# Central limit theorem and estimates of probability

1. Apr 9, 2015

### lotsofmoxie

1. The problem statement, all variables and given/known data
Assume five hundred people are given one question to answer - the question can be answered with a yes or no. Let p =the fraction of the population that answers yes. Give an estimate for the probability that the percent of yes answers in the five hundred person sample is bigger than that of in the whole population (p) by more than 5 %
2. Relevant equations

central limit theorem

p is NOT provided.

3. The attempt at a solution

N=.55*500
n=500

using a typical normal approximation to the binomial we get

P(X>N)=1-CDFOFNORMALDIST[(N-np)/sqrt(n*p*(1-p))]

How can we go farther than this if we don't have an explicit value for p?

Last edited: Apr 9, 2015
2. Apr 10, 2015

### Simon Bridge

You have to use your understanding of how the distribution of the sample compares with the distribution in an entire population.
Be careful, you have used the variable "p" to mean at least two different things.

3. Apr 10, 2015

### lotsofmoxie

What can we say about the population distribution besides it is binomial and about the sample distribution besides its average is approximately normal with large enough n?

Last edited: Apr 10, 2015
4. Apr 10, 2015

### lotsofmoxie

I'm really not seeing how it is possible to do this problem without knowing the probability that a particular person answers yes or no. You need this to calculate an exact Z value, and how large or small it is makes a huge difference to the answer. My gut tells me that we are just supposed to assume that this is equal to .5 (equal chance of yes or no), but maybe I'm just stupid and missing something big conceptually.

Last edited: Apr 10, 2015
5. Apr 10, 2015

### lotsofmoxie

I'm really not seeing how it is possible to do this problem without knowing the probability that a particular person answers yes or no. You need this to calculate an exact Z value, and how large or small it is makes a huge difference to the answer - from what I can see, the central limit theorem explicitly requires it in order to use the normal distribution at all. My gut tells me that we are just supposed to assume that this is equal to .5 (equal chance of yes or no), but maybe I'm just stupid and missing something big conceptually.

6. Apr 10, 2015

### pcm

As Simon said you are using p for two different things. You can use the fact that p(1-p) (where 0<p<1) has a maximum value(find it). You can use it to get a bound for your answer.

7. Apr 10, 2015

### lotsofmoxie

Hmmm. So the max value of p(1-p) (if I'm using p = probability that a given person answers yes to the question) would be 1/2. So I can plug that into my z value?

8. Apr 10, 2015

### pcm

It's not 1/2. Check your calculation.

9. Apr 10, 2015

### lotsofmoxie

Err sorry, typo. It's 1/4.

so we get P(X>275) >= 1-cdfnorm[(275-275*p)/(sqrt(n/4))

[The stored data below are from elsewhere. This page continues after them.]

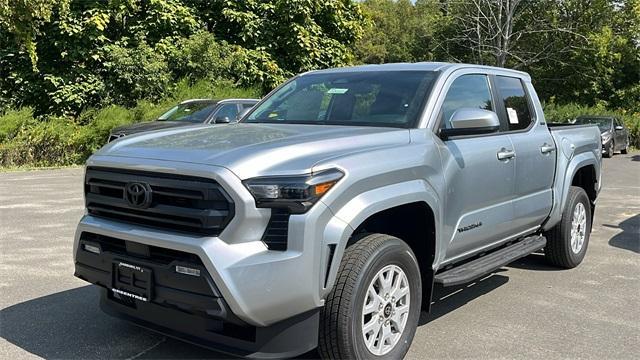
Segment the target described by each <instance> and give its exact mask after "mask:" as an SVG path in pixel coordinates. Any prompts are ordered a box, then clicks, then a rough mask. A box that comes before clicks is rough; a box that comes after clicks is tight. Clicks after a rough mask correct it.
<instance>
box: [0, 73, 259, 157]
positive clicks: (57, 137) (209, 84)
mask: <svg viewBox="0 0 640 360" xmlns="http://www.w3.org/2000/svg"><path fill="white" fill-rule="evenodd" d="M259 94H260V91H259V90H258V89H256V88H249V89H244V88H237V87H234V86H233V85H231V84H230V82H228V81H217V82H207V81H202V80H201V81H198V82H196V83H194V84H192V85H190V84H189V81H187V80H182V81H179V82H178V83H177V85H176V86H175V88H174V89H173V90H172V92H171V93H170V94H169V96H168V97H165V98H163V99H161V100H160V101H158V102H155V103H154V102H151V101H149V100H140V101H138V102H137V104H136V105H135V106H134V107H133V108H126V107H123V106H118V105H109V106H106V107H103V108H99V109H89V110H85V111H83V112H82V113H81V114H80V115H79V116H78V117H76V118H72V117H70V116H57V117H53V116H52V117H49V118H48V119H45V120H38V119H37V118H35V117H34V115H33V111H32V109H30V108H23V109H19V110H9V111H7V112H6V113H5V114H4V115H2V116H0V167H9V166H24V165H27V166H59V165H73V164H81V163H83V162H84V161H86V159H87V158H88V157H89V156H90V155H91V154H92V153H93V152H95V151H96V150H98V149H99V148H100V147H102V146H103V145H104V144H105V143H106V141H107V137H108V135H109V132H110V131H111V130H112V129H113V128H114V127H117V126H122V125H126V124H130V123H133V122H139V121H148V120H154V119H157V118H158V117H159V116H160V115H161V114H162V113H164V112H165V111H167V110H169V109H170V108H171V107H173V106H175V105H176V104H177V103H179V102H181V101H184V100H187V99H193V98H216V99H223V98H233V97H235V98H237V97H258V96H259Z"/></svg>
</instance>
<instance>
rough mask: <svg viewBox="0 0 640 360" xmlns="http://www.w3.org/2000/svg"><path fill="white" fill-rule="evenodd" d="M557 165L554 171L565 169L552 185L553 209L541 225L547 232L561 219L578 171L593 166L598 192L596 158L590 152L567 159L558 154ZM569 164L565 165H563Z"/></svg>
mask: <svg viewBox="0 0 640 360" xmlns="http://www.w3.org/2000/svg"><path fill="white" fill-rule="evenodd" d="M558 155H559V156H558V164H557V169H556V171H559V169H563V168H565V169H567V170H566V172H565V174H564V177H563V178H556V181H555V183H554V185H553V208H552V210H551V213H550V214H549V218H548V219H547V221H546V222H545V224H544V225H543V230H545V231H547V230H549V229H551V228H553V227H554V226H555V225H556V224H557V223H558V222H560V220H561V219H562V210H563V209H564V207H565V204H566V202H567V197H568V195H569V188H570V187H571V182H572V181H573V177H574V176H575V175H576V173H577V172H578V170H580V169H581V168H583V167H585V166H589V165H593V166H594V168H595V169H596V172H597V173H596V178H597V179H598V188H597V189H596V190H597V191H598V192H599V190H600V184H601V181H600V172H599V171H598V166H597V164H598V162H597V159H596V156H595V155H594V154H593V153H592V152H591V151H587V152H583V153H580V154H577V155H575V156H573V157H570V158H567V157H564V156H561V155H560V154H558ZM566 162H568V163H569V164H568V165H566V167H565V165H564V164H565V163H566Z"/></svg>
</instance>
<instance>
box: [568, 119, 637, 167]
mask: <svg viewBox="0 0 640 360" xmlns="http://www.w3.org/2000/svg"><path fill="white" fill-rule="evenodd" d="M575 124H584V125H598V128H599V129H600V136H601V138H602V153H603V154H604V156H605V157H612V156H613V153H614V152H616V151H620V152H621V153H622V154H626V153H627V149H628V148H629V131H628V130H627V128H626V127H625V126H624V123H623V122H622V121H621V120H620V119H618V118H616V117H615V116H590V115H584V116H579V117H578V118H577V119H576V122H575Z"/></svg>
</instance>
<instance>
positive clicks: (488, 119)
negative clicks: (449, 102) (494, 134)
mask: <svg viewBox="0 0 640 360" xmlns="http://www.w3.org/2000/svg"><path fill="white" fill-rule="evenodd" d="M449 122H450V123H451V128H443V129H441V130H440V136H441V137H442V138H443V139H446V138H448V137H450V136H458V135H477V134H487V133H492V132H496V131H498V130H500V120H499V119H498V115H496V113H494V112H493V111H489V110H482V109H476V108H462V109H458V110H456V112H455V113H453V115H452V116H451V120H449Z"/></svg>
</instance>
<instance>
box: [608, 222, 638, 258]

what about the p in the numerator? Are we trying to get a lower or upper bound?

10. Apr 10, 2015

### lotsofmoxie

Is the answer zero? I can post my reasoning if its forum policy or something

Last edited: Apr 10, 2015
11. Apr 10, 2015

### WWGD

Try a hypothesis test for population proportions, which relates the actual population proportion to the sample proportion. You first find the standard deviation $\sigma$ of the sampling distribution of the population proportion P :

$\sigma = \sqrt {\frac {P(1-P)}{n}}$ and then use the normally-distributed statistic z:

$z =\frac {p-P}{\sigma}$ , where p is the sample proportion. This gives you the probability of obtaining a sample proportion value p in a population with actual proportion P.

From this calculate the percentile value associated with the $z$-value you got. You want to find the probability that p-P>0.05.